2mg/mLの最適濃度でベンゾフェノンを添加することで、太陽電池の出力特性(電流‐電圧特性)に現れるヒステリシスを抑制する(ヒステリシスが小さい方が高性能)と同時に、エネルギー変換効率(PCE)の値をベンゾフェノン添加無しの13.12%から18.84%へと大きく向上させることにも成功したという。さらに、ベンゾフェノンが添加されたペロブスカイト太陽電池は、相対湿度30%の大気中、25℃で700時間保存した後も、初期PCEの90%程度を維持することも確認されたとのこと。一方で対照的に、ベンゾフェノンを添加しなかった場合、PCEは急速な劣化を示し、同じ条件下で300時間以内に初期値の30%しか維持できなかったとする。

  • (a)ペロブスカイト太陽電池の模式図。(b・c)添加材(b)ありと(c)なしの場合のペロブスカイト太陽電池の出力特性。(d)電力変換効率(PCE)の劣化特性

    (a)ペロブスカイト太陽電池の模式図。(b・c)添加材(b)ありと(c)なしの場合のペロブスカイト太陽電池の出力特性。(d)電力変換効率(PCE)の劣化特性(出所:岡山大Webサイト)

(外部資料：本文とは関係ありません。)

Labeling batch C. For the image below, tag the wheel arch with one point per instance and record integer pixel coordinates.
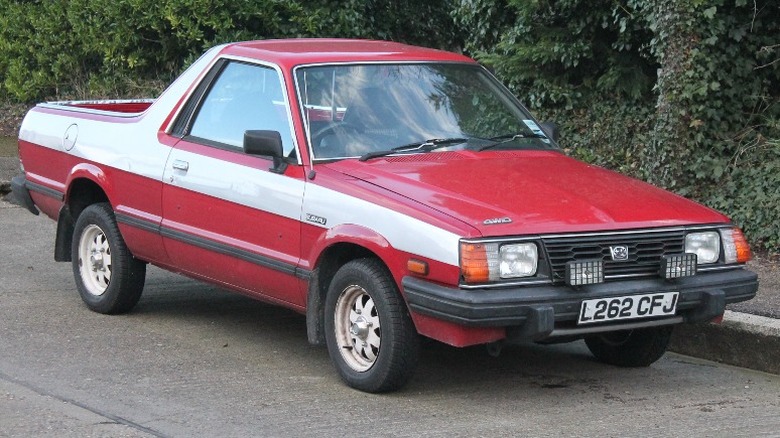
(338, 246)
(85, 187)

次に、ベンゾフェノンの添加がペロブスカイト薄膜の表面形状と結晶性にどのような影響を与えるのかが調べられた。走査型電子顕微鏡を用いて、ベンゾフェノンを添加したペロブスカイト薄膜と添加しなかったものが比較された。ベンゾフェノンを添加しなかった場合は、太陽電池の性能を阻害する多数の結晶粒界(GB)が観測されたとのこと。一方で、2mg/mLのベンゾフェノンを添加した場合は、結晶が大きくGBの少ない、より滑らかで緻密なペロブスカイト薄膜が得られたといい、この膜質の向上により、太陽電池の性能と環境安定性が向上したことが考えられるとしている。

  • (a・b)添加材(a)ありと(b)なしの場合のペロブスカイト薄膜表面のSEM像。(c)α相およびδ相のFAPbI3の結晶構造の模式図。(d)添加剤ベンゾフェノンがペロブスカイト結晶に及ぼす影響の模式図

    (a・b)添加材(a)ありと(b)なしの場合のペロブスカイト薄膜表面のSEM像。(c)α相およびδ相のFAPbI3の結晶構造の模式図。(d)添加剤ベンゾフェノンがペロブスカイト結晶に及ぼす影響の模式図(出所:岡山大Webサイト)

またX線回折による構造解析から、ベンゾフェノンの添加によって光に対して不安定なδ相から、安定なα相FAPbI3への構造変化が促進されたことも解明された。このメカニズムとして、酸素ドナーであるルイス塩基を有するベンゾフェノン分子と、FAPbI3中のPb2+およびFA+の分子間相互作用によるものであると考えているという。これにより、励起キャリアのトラップによる再結合が効果的に抑制され、性能と安定性が向上したことが考えられるという。これらの結果から、ベンゾフェノン分子はペロブスカイト太陽電池の性能と環境安定性を向上させる有望な添加剤であることが示されたとした。

研究チームは、今回の研究でペロブスカイト太陽電池の電力変換効率と耐環境性を向上できたことは、再生可能エネルギー技術を前進させるだけでなく、広い範囲の社会的課題の解決に貢献するとしている。